One of the more-abused practices in survey design is forcing a response to a particular question.
You've probably experienced this: when doing a survey (usually online), you leave a question blank and try to continue. Rather than going to the next question, the survey highlights the blank question and requires you to answer before continuing.
In theory this might be OK if you were highly confident that the list of options you gave covered every possible customer and situation. Even then, I think there are legitimate reasons why someone might decline to answer almost any survey question.
In the real world, of course, this is not what happens. All too often there's something the survey writer didn't think of, and the customer is forced to answer a question she feels she can't. The customer will do one of two things: abandon the survey (which is bad), or make something up (which is worse). Either way, the survey isn't getting the data you wanted.

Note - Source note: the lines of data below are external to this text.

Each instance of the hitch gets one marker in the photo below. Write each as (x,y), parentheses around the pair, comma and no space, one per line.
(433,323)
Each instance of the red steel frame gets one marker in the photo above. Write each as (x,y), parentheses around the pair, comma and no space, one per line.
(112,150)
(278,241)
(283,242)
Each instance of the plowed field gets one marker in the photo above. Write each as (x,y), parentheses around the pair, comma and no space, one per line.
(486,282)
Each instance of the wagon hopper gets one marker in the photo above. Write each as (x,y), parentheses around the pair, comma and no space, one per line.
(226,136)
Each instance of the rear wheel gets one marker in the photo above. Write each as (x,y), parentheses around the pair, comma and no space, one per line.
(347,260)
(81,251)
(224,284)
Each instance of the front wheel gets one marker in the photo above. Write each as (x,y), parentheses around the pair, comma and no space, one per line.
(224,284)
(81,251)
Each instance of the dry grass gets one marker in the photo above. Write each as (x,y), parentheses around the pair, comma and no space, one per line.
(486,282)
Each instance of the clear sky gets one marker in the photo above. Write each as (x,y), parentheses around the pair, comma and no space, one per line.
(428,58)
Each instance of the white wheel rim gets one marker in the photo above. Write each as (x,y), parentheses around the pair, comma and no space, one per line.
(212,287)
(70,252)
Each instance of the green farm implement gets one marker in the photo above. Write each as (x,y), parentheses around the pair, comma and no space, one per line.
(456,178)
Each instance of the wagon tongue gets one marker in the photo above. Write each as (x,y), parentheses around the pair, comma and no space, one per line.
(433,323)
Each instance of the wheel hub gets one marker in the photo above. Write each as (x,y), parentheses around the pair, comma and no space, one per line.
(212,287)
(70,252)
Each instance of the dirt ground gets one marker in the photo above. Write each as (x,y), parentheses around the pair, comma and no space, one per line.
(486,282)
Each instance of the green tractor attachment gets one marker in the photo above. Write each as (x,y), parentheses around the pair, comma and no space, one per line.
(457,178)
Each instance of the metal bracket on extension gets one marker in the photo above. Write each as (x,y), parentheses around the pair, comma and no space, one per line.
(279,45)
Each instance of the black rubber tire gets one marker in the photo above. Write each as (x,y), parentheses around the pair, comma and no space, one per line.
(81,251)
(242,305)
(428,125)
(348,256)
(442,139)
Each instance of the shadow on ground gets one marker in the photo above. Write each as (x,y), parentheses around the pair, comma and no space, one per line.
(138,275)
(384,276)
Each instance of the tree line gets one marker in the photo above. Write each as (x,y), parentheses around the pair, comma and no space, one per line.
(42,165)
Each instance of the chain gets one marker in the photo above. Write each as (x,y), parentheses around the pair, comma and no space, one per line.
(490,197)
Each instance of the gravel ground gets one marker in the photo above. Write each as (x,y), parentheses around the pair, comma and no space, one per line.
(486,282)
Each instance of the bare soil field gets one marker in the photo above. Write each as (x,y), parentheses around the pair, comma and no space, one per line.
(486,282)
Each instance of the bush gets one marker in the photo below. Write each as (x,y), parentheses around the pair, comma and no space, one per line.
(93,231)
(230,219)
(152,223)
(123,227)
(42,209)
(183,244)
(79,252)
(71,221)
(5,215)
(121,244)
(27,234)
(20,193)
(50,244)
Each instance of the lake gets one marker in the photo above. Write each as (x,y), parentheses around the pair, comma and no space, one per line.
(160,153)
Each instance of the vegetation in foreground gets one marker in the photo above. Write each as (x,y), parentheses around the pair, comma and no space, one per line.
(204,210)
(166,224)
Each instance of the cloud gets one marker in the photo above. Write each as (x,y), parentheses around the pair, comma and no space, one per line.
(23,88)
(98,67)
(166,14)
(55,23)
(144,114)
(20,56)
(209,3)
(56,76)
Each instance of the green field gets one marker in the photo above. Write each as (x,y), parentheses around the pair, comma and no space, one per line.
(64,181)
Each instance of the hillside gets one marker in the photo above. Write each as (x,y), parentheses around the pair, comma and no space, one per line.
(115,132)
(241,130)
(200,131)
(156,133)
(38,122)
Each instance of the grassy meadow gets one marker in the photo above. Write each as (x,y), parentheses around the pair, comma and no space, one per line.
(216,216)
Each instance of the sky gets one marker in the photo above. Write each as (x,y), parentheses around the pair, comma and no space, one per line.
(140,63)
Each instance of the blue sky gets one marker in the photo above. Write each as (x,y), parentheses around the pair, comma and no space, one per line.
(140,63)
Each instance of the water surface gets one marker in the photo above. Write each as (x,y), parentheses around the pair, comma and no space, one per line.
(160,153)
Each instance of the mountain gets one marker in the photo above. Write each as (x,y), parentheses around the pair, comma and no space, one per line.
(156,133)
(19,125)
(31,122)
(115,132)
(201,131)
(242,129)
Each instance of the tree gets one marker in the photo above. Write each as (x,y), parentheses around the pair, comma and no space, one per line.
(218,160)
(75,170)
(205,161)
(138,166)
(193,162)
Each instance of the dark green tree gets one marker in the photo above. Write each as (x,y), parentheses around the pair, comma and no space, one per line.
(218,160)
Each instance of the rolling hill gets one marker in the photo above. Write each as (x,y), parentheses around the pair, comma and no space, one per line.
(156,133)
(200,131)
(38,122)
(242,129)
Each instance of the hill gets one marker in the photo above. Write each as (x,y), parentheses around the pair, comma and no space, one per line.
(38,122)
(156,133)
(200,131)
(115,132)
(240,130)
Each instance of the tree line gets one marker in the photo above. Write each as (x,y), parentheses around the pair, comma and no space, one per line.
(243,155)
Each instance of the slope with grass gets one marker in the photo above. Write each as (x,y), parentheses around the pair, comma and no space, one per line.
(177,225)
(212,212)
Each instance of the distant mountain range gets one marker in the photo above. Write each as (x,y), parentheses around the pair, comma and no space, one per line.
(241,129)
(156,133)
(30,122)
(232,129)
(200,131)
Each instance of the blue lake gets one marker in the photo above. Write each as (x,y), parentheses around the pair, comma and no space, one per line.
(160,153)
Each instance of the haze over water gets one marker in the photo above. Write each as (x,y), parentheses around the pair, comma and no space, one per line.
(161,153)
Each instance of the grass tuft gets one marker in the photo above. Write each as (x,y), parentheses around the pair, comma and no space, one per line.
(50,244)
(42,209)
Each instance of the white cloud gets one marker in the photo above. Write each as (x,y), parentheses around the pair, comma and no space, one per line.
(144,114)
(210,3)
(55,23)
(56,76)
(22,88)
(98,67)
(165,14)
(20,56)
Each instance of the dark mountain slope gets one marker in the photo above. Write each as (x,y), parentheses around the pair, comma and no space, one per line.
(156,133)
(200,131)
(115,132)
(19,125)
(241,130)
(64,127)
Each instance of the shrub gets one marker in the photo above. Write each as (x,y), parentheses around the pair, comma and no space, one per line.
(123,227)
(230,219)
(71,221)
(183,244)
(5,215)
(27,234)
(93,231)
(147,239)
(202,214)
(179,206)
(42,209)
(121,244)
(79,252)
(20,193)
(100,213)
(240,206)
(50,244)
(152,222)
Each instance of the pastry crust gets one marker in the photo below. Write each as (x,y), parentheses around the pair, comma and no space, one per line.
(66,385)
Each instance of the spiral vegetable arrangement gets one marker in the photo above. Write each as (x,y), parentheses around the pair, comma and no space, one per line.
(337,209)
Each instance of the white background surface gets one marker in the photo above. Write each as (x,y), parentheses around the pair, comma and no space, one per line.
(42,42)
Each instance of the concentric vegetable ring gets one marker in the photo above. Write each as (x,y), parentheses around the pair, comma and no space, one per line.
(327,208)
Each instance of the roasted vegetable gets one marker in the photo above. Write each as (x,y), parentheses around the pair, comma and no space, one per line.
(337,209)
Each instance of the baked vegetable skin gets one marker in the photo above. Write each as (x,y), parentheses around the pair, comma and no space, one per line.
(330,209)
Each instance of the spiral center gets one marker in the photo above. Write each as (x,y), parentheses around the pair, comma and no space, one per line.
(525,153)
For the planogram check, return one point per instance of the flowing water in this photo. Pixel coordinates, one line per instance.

I encountered this just today. I was taking a customer survey for an organization I've done business with in the past few years, and I did have some feedback to offer--specific products I would like to see them offer in the future. About the third question on the survey asked me which products I'd purchased in the past two years, and offered a list of about 20 different products. The stuff I'd actually bought wasn't on the list.
Naturally there was no option for "some other product," and the survey wouldn't let me continue without selecting something.
In this case, I abandoned the survey. In the past I've been known (to my eternal shame) to just make stuff up in order to be given the chance to give the company a piece of my mind.
This is why I think that forcing the customer to respond to a particular survey question is almost always bad practice. You may decide to discard some surveys after the fact becuase the customer skipped too many questions--but at least give the customer the opportunity to provide what feedback she wants.